# imprimer les fichiers doc via le shell



## gvibrac (30 Mai 2005)

Bonjour,

Est il possible d'imprimer un fichier word (et même clarisWorks ou applewors) via le shell ? j'ai essayé avec lp mais ça ne fonctionne pas : j'ai bien une tâche d'impression terminé mais pas d'impression. 
J'ai word 2004 d'installer et AppleWorks 6...

Merci pour votre aide

Geoffroy


----------



## ntx (1 Juin 2005)

Bonjour,
la commande "lp" est destinee a imprimer des fichiers ASCII. Or un fichier Word est un format proprietaire et binaire.
Si tu veux automatiser des impressions, il faut plutot voir du cote d'Apple Script. Je ne sais pas si Word est scriptable mais Apple Works doit l'etre.


----------



## gvibrac (1 Juin 2005)

Merci pour tes eclaircissements....
je vais creusé du coté d'applescript, j'ai déjà testé, mais ce n'est pas très satisfaisant. Dans mon cas, j'ai réalisé un petit script qui, dès qu'on place un fichier word dans un dossier, lance word puis l'impression. Mais après plusieurs tests, parfois l'impression est bloquée par un message m'indiquant  par exemple, que les marges sont mauvaises...
Merci encore

Geoffroy


----------



## FredericB (1 Juin 2005)

ntx a dit:
			
		

> Bonjour,
> la commande "lp" est destinee a imprimer des fichiers ASCII. Or un fichier Word est un format proprietaire et binaire.
> Si tu veux automatiser des impressions, il faut plutot voir du cote d'Apple Script. Je ne sais pas si Word est scriptable mais Apple Works doit l'etre.



Nanana ?!?

Première affirmation : lp est destiné à imprimer n'importe quel fichier. Il faut juste le configurer pour lui indiquer le bon filtre. un petit "man lp" t'aidera.

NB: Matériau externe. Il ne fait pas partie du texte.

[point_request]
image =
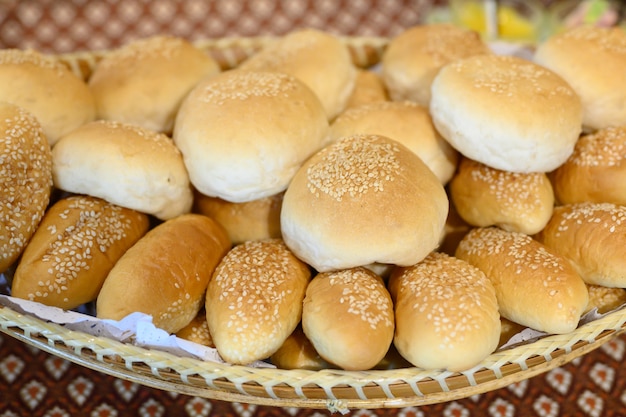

Deuxième affirmation : Un fichier Word n'est pas Binaire. Il est certes propriètaire mais si tu en ouvres un avec vi, tu pourras sans problème lire le texte en brut. Il est juste codé à la sauce M$.


----------



## CHERPIN (26 Juin 2005)

Ben oui, on peut y arriver avec AppleScript !...
je viens de faire marcher ça avec l'aide de quelques amis dans le forum. Voici le bébé

set f to "chemin/ESSAI.doc"
set g to "/Applications/Microsoft Office 2004/Microsoft Word"
set f_alias to (POSIX file f) as alias
set g_alias to (POSIX file g) as alias
tell application "Finder" to open f_alias using g_alias
tell application "Microsoft Word" to print out the document g_alias

et c'est tout. Essaie, tu verras..

Par contre, si qurlqu'un peut me dire comment exécuter ce script en arrière-plan pour ne pas le voir, ça m'intéresse.


Marc CHERPIN


----------